How about in the link below? John Atkinson reviewed the (now discontinued, so this is not a shill) Ayre A/D converter and listened to rips of LPs:

"I tried a variety of sample rates with these LP rips: 44.1kHz was very good, but didn't capture the essence of the original LPs' sounds; 96kHz was better; but there was no doubt that with a 192kHz sample rate I could not distinguish between the LP and the digital rip. And believe me, I tried. I A/B'd the two versions until blood came out of my ears and I was heartily sick of this music I hadn't heard for, in some cases, decades. When, in An Oxford Elegy, John Westbrook declaimed "Come, let me read the oft-read tale again . . ." for what must have been the tenth time, I felt like screaming "No! Don't read it again!

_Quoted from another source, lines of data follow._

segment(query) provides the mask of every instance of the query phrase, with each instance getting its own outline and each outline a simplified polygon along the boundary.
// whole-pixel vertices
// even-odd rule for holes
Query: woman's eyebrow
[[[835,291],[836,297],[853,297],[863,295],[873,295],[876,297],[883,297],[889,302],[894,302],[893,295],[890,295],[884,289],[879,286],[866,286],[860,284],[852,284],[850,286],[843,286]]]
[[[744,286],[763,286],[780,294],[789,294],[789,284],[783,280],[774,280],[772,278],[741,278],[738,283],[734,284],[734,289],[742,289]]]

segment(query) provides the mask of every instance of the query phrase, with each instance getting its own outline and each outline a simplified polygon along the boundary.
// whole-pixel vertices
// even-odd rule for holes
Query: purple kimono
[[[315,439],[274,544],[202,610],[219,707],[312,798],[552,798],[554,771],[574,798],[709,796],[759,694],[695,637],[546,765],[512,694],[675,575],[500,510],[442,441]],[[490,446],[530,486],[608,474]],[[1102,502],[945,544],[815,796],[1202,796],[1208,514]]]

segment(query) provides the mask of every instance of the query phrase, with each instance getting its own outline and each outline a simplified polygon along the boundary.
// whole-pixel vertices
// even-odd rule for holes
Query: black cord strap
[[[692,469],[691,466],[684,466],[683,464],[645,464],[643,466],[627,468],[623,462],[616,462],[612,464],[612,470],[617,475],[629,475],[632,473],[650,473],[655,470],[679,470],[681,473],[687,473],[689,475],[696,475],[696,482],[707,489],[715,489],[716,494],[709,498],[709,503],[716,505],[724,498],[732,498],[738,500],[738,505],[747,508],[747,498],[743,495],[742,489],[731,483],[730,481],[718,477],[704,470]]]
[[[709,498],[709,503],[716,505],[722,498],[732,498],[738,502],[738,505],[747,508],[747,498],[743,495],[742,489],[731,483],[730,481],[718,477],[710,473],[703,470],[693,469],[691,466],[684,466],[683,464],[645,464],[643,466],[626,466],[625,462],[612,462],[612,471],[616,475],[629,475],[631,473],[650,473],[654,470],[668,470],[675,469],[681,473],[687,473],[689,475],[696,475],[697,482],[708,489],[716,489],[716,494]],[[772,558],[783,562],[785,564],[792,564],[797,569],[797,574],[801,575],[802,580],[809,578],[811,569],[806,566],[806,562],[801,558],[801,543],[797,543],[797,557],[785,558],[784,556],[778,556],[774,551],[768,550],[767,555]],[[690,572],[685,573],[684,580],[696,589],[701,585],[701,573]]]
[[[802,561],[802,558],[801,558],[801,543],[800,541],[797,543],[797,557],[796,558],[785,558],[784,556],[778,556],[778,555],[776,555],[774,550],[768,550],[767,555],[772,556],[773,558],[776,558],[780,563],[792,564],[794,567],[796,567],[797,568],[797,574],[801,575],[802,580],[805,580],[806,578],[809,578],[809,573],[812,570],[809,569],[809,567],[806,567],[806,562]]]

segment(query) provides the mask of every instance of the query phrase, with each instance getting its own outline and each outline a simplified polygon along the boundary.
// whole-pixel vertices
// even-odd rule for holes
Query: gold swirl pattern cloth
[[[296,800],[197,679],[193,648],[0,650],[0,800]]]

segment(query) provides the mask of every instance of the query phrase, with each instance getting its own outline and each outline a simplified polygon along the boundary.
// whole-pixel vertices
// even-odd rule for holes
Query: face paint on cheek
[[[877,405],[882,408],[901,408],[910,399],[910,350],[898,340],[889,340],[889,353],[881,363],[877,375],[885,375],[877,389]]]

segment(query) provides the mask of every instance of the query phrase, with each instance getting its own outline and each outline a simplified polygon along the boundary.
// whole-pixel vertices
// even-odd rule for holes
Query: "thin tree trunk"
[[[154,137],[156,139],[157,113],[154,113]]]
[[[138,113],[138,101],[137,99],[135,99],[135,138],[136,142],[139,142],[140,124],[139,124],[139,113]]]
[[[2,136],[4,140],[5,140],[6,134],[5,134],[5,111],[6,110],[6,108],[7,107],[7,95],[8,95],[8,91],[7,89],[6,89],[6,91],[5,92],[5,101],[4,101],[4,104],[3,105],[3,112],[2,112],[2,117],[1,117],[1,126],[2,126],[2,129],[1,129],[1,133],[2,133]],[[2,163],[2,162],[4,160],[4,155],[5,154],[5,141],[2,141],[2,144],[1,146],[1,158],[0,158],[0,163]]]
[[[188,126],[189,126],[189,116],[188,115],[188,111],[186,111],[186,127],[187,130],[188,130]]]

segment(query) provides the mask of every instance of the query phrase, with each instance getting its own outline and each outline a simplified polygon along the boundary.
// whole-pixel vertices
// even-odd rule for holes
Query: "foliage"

"With the 192kHz rips, the LP's surface noise floated free of the music in a manner similar to how it does with analog playback, making it easier to ignore it. At 44.1kHz, the surface noise was integrated into the music, increasing its annoyance."

Unfortunately he wasn't specific about which DAC he was using, but the fact that the analog-digital-analog conversions did not change the signal quality at all (at least at the quad rate) is something of an achievement, I think. And it also helps put into perspective the advantages of higher sampling rates, especially with regards to transients (such as the surface noise of the LP).